Striking a balance between realism and wonder is what superhero comics are all about. It’s finding the right way to tell universal human stories through the lens of a world populated by demigods and supermen. Just like any artform, there are bound to be examples that cater to the a vast number of readers, just like there are examples of overly-experimental work that barely speak to any audience. Finding that happy medium isn’t always easy, yet Kelly Sue DeConnick makes it look easy in Avengers Assemble #10.
This issue picks up from DeConnick’s first issue on the series, which saw Tony Stark and Bruce Banner strike a bet to see who can solve the mystery of the disappearance of a mutual colleague, Sergei Sorokin, from a laboratory in Antarctica. Tony chooses Thor as his partner, and Bruce recruits Spider-Woman, with Captain America and Carol Danvers acting in moderator roles. Avengers Assemble #9 focused on the less-seen, more lighthearted side of Earth’s Mightiest Heroes simply through conversation and these characters’ natural competitiveness.

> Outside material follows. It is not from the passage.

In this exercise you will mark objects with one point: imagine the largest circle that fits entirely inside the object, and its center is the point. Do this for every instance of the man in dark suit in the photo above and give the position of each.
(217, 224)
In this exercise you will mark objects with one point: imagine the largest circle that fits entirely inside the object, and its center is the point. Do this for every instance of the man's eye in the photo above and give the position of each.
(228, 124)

In Avengers Assemble #10, the tone turns dour when the friendly rivals discover bodies littering the lab. DeConnick deftly keeps the narrative going while making sure to allow for the natural psychological digestion of seeing more than a dozen cadavers. Plus, Hulk drinks the water, which it turns out is what caused all the death. Spider-Woman and Hulk use subtle humor to handle their grief at their current situation, while Tony reverts to his work-under-pressure mode when presented with dire circumstances.
The Captains America and Marvel are hot on the trail of Sergei Sorokin, whom they believe to be a passenger on a plane that left illegally from Australia. DeConnick’s villain for this arc, Yun Guang Han, is one that, at first, seems quite generic: he’s out to rewrite humanity’s genetic makeup through 20 million year old bacteria. The difference between Han and the various villains with similar plans that came before him is that he’s far more eloquent than almost any other current villain in Marvel’s pantheon, save for Doctor Doom.
Somehow, Han has seen through the variables that most villainous types are blind to, then uses those variables to manipulate the situation in his favor. Instead of an outright inoculation of the planet, Han bides his time by making an impression on the Avengers—he goads them and tells Captain America exactly what he’s capable of destroying should he be pushed too far. This is where DeConnick really sells Avengers Assemble #10, by presenting a truly compelling villain who poses a real threat on a physical level—that mind-controlled super army is crazy—as well as a psychological one. Forcing Captain America to back off will likely result in bad news for Han down the line, but for now, it’s just fun seeing him act so flippantly with one of the most powerful individuals on the planet.
Crazy, weird, insane superhero fiction is fun. But superpowers and mad scientists only go so far. Kelly Sue DeConnick’s career has been a slow burn that’s been building to her current status as one of Marvel’s top writers, and Avengers Assemble #10 is a fantastic exhibition of her talent. Having a good mix of relatability and action goes a long way in terms of making a comicbook interesting, and DeConnick is a master at finding that groove. It feels like Tony Stark is really nervous, and that Carol Danvers is actually worried for Steve Rogers’ safety. It’s not hard to write the words saying these things are true. Making those ideas feel authentic through the narrative is a whole different ball game, and DeConnick hits home runs every time.